In un articolo nel decreto intitolato “Norme in materia di concorso delle forze armate nel controllo del territorio e per la realizzazione del corridoio Torino-Lione, nonchè in materia di istituti di pena militari” sono previsti inasprimenti contro chi da anni si oppone a uno dei più grandi scempi ambientali mai relizzati in Italia.
Riteniamo un autentico scandalo strumentalizzare una questione così drammatica come la violenza sulle donne per aumentare la repressione del dissenso sulla legittima lotta alla Tav Torino-Lione.
Un altro capolavoro firmato Letta e Berlusconi che si vorrebbe far passare nel più totale silenzio, complice la calura ferragostana e il relativo clima balneare di “agibilità politica”.
A collegamento delle due questioni aggiungiamo un fatto molto rilevante, naturalmente oscurato dalla stampa nazionale ma che sta “spopolando”, come si usa dire oggi, sui social network.
Pochi giorni fa c’è stata una forte mobilitazione in solidarietà a Marta Camposano, compagna pisana no Tav picchiata e molestata delle forze dell’ordine durante il fermo avvenuto dopo la passeggiata notturna in Val Susa il 19 luglio scorso alla quale hanno partecipato anche compagni dalla Spezia.
In seguito Marta è stata umiliata, violata e denigrata da un sindacato di polizia, da giornalisti e pure da un senatore della Repubblica, tal Stefano Esposito del Pd.
Lo slogan scelto per difendere Marta e per portare alla luce questo fatto gravissimo è stato “Se non per Marta quando”, con ovvio riferimento al movimento “Se non ora quando” che non ha detto una sola parola, tra l’omertà generale più assoluta.

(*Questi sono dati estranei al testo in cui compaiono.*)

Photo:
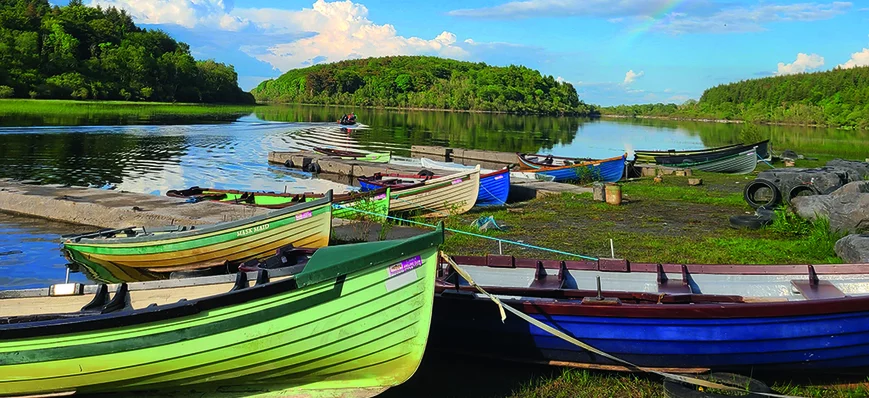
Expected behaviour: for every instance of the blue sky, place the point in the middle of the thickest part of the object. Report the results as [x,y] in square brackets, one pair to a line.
[612,51]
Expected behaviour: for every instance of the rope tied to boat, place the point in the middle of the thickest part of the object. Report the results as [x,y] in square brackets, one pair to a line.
[570,339]
[522,244]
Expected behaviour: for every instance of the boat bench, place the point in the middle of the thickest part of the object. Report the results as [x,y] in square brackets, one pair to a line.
[665,285]
[816,289]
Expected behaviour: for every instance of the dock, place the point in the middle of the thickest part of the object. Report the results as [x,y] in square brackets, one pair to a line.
[345,171]
[119,209]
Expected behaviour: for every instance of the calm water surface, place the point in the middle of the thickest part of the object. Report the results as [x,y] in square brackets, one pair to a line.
[151,158]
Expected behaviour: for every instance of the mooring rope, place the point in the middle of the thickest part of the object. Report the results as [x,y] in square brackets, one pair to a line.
[335,205]
[570,339]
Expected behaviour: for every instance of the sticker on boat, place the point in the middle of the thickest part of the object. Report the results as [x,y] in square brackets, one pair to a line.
[255,229]
[404,266]
[303,216]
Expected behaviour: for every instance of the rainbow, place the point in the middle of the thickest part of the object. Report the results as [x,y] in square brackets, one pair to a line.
[666,8]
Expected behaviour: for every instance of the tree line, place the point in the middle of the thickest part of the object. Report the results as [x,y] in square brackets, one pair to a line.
[81,52]
[838,98]
[425,82]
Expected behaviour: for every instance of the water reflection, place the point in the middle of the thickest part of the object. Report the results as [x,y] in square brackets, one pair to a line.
[30,254]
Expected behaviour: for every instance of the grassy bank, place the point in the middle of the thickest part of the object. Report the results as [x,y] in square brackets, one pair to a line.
[65,112]
[668,222]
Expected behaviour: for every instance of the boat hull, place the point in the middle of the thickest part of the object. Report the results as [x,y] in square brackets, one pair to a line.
[776,343]
[351,335]
[607,170]
[742,163]
[306,225]
[494,188]
[437,197]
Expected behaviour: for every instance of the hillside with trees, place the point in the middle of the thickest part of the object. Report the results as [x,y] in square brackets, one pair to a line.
[81,52]
[425,82]
[839,98]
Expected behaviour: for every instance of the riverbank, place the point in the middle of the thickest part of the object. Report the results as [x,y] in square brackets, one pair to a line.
[708,120]
[115,112]
[400,108]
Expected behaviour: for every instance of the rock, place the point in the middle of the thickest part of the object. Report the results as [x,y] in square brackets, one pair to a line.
[847,208]
[812,207]
[853,248]
[861,169]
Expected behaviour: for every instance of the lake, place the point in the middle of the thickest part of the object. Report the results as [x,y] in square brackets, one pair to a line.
[153,157]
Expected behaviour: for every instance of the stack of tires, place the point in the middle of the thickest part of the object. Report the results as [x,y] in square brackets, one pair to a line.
[776,187]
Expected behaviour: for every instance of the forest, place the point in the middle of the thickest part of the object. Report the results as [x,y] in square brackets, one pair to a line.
[425,82]
[81,52]
[838,98]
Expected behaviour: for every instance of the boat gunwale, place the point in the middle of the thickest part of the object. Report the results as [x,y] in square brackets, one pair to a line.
[80,239]
[544,168]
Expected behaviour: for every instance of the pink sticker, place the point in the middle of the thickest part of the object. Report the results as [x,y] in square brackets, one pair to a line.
[303,216]
[404,266]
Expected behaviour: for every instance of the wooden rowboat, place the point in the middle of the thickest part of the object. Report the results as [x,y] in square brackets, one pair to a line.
[681,318]
[351,155]
[175,248]
[434,197]
[494,184]
[352,322]
[564,169]
[673,157]
[376,201]
[743,162]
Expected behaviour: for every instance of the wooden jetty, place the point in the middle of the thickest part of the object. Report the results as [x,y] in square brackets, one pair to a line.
[119,209]
[345,171]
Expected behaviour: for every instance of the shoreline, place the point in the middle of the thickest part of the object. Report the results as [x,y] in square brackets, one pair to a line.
[708,120]
[398,108]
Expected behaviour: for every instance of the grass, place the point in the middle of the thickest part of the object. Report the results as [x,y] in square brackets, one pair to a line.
[115,112]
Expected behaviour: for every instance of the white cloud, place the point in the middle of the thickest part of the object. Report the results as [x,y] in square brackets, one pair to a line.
[857,59]
[700,16]
[803,63]
[630,76]
[326,32]
[340,30]
[186,13]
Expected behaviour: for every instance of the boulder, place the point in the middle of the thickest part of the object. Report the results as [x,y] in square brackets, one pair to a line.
[847,208]
[853,248]
[821,181]
[860,169]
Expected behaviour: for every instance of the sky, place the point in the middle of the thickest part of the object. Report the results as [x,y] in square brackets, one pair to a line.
[613,51]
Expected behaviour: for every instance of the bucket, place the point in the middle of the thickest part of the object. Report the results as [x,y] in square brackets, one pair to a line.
[614,194]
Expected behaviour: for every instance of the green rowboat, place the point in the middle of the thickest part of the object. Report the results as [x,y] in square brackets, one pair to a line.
[372,205]
[352,323]
[351,155]
[179,248]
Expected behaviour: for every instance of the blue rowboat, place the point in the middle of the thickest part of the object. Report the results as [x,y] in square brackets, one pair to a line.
[494,186]
[563,169]
[687,318]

Ricordiamo che non esistono violenze sulle donne di serie A o di serie B: non vorremmo che il movimento intervenga solo in alcune circostanze, e solo quando fa comodo.
Per questo Rifondazione Comunista della Spezia aderisce all’appello in solidarietà a Marta chiedendo a chiunque di sottoscriverlo, sia personalmente che collettivamente, per esigere giustizia e farle sentire che non è sola ad affrontare l’arroganza di chi pensa di poterla continuare a offendere con tutto il potere personale e mediatico di cui dispone.

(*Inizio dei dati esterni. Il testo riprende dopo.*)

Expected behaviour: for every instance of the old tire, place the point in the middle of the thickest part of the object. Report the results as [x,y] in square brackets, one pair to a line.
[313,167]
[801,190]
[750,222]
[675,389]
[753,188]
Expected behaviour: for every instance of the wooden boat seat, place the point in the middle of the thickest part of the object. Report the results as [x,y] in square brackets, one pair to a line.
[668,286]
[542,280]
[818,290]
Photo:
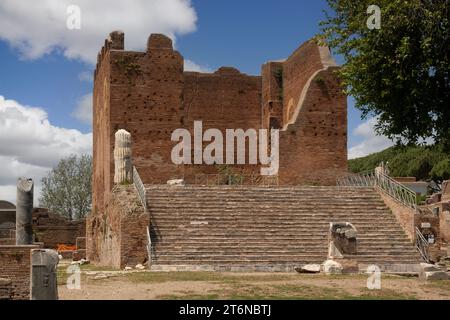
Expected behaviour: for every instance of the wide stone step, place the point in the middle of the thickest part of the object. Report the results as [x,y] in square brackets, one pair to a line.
[268,227]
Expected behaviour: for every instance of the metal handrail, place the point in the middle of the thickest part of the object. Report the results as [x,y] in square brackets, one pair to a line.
[358,180]
[396,190]
[422,245]
[140,188]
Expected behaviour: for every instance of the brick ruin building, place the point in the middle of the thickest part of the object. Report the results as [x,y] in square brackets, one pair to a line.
[49,230]
[149,95]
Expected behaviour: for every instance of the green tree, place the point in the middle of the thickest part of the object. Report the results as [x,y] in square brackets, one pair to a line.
[66,190]
[400,72]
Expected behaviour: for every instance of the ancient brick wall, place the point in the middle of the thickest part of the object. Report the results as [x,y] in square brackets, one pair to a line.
[15,265]
[118,237]
[272,95]
[149,95]
[6,292]
[313,149]
[225,99]
[407,217]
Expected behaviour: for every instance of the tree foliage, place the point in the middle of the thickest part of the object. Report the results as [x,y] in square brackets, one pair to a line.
[66,190]
[400,72]
[422,162]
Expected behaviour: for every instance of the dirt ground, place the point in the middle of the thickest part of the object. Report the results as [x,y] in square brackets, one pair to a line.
[99,284]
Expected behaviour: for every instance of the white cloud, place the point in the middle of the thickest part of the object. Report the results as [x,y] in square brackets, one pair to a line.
[192,66]
[83,110]
[371,141]
[37,28]
[30,145]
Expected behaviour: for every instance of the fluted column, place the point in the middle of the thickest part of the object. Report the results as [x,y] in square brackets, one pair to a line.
[24,212]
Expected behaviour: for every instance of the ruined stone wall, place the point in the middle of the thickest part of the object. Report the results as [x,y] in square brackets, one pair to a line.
[313,149]
[117,237]
[15,265]
[146,100]
[407,217]
[272,95]
[102,157]
[149,95]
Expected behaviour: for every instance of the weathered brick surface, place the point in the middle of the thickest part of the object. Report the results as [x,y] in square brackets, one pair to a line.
[81,243]
[77,255]
[15,265]
[118,237]
[7,241]
[149,95]
[6,292]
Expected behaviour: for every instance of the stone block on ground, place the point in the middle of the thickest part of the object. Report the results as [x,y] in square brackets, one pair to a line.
[433,275]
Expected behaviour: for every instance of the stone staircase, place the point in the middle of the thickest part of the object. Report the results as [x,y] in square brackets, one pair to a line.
[250,228]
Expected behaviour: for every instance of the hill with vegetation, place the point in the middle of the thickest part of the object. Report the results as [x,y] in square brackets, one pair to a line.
[422,162]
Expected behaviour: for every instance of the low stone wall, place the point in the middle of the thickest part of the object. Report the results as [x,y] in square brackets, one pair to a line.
[15,266]
[404,215]
[118,237]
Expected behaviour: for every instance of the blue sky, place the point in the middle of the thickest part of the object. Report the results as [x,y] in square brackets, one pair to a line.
[45,65]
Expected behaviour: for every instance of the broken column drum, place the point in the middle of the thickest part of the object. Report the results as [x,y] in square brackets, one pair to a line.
[24,212]
[123,168]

Alleghiamo una selezione di documenti utili alla comprensione di quello che sta accadendo e della campagna di solidarietà che vi invitiamo a sottoscrivere.

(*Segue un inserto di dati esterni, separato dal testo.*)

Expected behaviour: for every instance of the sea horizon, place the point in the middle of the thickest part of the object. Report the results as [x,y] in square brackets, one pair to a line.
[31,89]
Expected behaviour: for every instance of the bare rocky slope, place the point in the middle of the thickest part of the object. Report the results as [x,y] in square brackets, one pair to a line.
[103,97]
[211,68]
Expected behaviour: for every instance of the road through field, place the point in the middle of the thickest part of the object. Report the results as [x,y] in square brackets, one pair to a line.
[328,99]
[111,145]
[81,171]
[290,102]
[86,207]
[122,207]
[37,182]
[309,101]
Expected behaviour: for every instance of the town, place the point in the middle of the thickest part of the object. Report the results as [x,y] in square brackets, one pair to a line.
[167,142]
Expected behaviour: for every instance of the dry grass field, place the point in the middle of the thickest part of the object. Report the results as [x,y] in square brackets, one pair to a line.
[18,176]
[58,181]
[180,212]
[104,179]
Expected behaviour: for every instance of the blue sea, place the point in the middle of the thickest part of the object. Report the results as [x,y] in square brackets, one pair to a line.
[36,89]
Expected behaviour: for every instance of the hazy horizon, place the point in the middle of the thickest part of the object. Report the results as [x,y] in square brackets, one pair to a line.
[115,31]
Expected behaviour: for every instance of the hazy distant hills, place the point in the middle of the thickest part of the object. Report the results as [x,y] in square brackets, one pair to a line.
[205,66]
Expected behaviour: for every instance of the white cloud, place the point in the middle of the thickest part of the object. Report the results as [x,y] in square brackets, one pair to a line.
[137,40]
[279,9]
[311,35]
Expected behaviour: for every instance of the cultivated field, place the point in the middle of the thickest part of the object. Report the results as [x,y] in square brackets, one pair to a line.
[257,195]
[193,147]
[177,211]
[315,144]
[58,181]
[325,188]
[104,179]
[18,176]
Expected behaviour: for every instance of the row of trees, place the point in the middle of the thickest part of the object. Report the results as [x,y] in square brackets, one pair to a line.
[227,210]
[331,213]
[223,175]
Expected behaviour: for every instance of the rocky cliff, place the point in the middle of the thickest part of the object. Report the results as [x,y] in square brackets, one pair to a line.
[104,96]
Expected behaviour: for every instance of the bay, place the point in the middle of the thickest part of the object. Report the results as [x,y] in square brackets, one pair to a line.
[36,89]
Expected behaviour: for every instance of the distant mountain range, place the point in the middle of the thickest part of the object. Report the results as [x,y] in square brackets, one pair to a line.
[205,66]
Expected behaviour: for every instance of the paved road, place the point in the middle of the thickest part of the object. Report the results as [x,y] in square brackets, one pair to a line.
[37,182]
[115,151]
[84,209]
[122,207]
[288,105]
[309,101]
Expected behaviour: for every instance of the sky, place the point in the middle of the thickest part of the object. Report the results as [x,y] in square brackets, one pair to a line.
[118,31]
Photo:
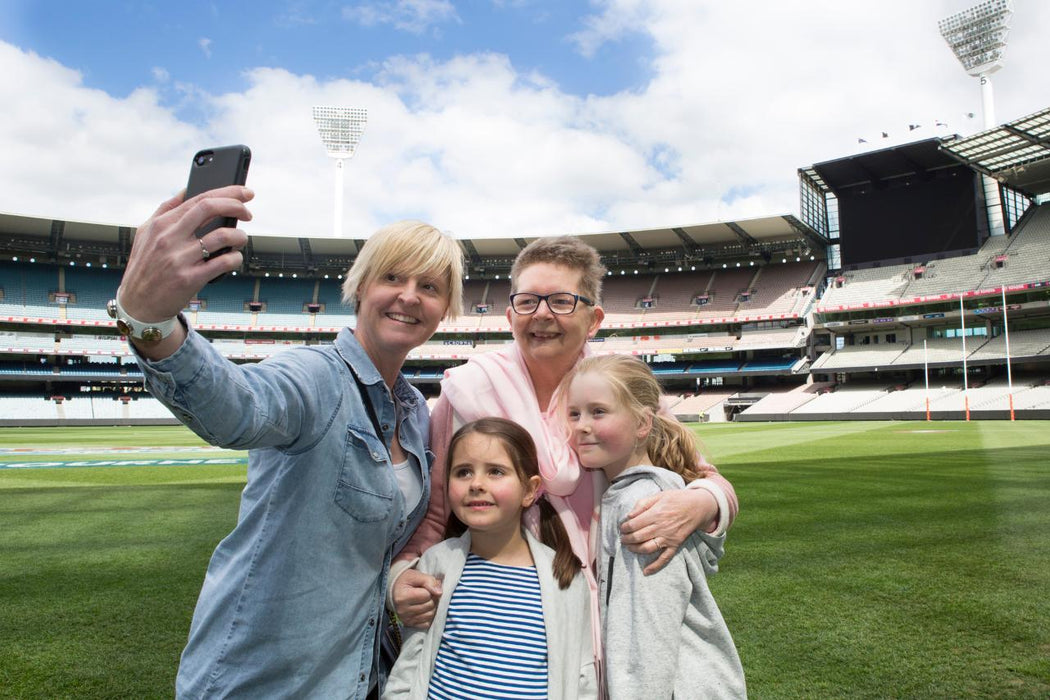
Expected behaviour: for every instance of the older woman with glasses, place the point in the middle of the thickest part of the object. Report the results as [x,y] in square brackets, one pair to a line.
[554,310]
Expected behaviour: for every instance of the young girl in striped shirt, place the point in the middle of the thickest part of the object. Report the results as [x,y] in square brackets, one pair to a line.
[513,618]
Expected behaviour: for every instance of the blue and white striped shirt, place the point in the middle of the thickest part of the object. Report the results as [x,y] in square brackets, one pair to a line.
[495,642]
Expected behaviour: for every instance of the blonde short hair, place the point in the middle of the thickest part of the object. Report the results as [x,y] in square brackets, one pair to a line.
[408,248]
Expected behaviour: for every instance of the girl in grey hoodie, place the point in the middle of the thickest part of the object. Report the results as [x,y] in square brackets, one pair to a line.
[663,634]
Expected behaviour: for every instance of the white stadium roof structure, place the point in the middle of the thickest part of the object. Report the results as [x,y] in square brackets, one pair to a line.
[1016,154]
[704,245]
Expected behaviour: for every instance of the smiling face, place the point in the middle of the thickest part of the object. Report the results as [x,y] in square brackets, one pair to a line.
[397,313]
[485,491]
[605,433]
[546,339]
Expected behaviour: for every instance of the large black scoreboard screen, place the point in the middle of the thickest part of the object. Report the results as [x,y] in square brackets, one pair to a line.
[910,203]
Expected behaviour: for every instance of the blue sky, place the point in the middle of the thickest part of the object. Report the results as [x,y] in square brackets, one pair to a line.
[486,118]
[210,44]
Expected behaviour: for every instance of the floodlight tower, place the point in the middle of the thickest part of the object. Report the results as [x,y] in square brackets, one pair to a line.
[340,129]
[978,38]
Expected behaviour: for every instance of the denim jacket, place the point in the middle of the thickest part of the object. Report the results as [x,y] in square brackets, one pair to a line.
[294,596]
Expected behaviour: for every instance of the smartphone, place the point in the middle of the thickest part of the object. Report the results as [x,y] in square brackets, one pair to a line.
[213,168]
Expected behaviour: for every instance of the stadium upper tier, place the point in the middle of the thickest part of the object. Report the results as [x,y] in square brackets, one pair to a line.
[50,295]
[1012,261]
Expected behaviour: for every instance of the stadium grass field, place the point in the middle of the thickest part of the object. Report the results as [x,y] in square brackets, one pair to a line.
[869,559]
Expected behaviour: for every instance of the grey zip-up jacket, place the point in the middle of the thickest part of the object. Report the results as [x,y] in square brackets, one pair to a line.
[566,616]
[664,635]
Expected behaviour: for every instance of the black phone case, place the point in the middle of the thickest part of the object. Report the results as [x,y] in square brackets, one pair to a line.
[213,168]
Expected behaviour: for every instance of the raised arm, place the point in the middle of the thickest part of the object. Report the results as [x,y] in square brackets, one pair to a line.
[662,522]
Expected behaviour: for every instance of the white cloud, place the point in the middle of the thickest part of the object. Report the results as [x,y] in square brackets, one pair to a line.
[413,16]
[739,99]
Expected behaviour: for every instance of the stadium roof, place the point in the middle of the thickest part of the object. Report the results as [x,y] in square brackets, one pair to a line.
[1016,154]
[59,240]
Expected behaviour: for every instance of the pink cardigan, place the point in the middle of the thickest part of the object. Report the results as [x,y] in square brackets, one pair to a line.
[498,384]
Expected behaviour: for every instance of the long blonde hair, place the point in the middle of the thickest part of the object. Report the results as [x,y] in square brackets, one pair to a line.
[669,444]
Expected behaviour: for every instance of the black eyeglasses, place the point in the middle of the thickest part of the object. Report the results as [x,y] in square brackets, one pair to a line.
[562,303]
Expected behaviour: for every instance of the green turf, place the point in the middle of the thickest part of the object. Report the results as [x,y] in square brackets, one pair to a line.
[868,560]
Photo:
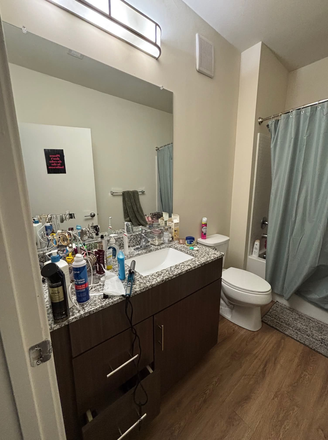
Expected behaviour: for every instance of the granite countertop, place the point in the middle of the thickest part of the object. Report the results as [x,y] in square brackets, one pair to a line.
[201,256]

Marta ha bisogno di noi, adesso. Se non ora, quando? Se toccano una toccano tutte!
Per sottoscrivere l’appello occorre inviare una mail indicando NOME/COGNOME/CITTA’ all’indirizzo: senonconmarta@gmail.com
Le adesioni già raccolte sono centinaia ma intendiamo mantenere aperta la sottoscrizione perché crediamo che gli abusi di polizia non debbano passare sotto silenzio. Una prima presentazione dell’appello è reperibile qui http://www.youtube.com/watch?v=AdsV5wfbSbM e intendiamo continuare a raccogliere adesioni per sostenere in modo concreto il coraggio di Marta e la sua denuncia.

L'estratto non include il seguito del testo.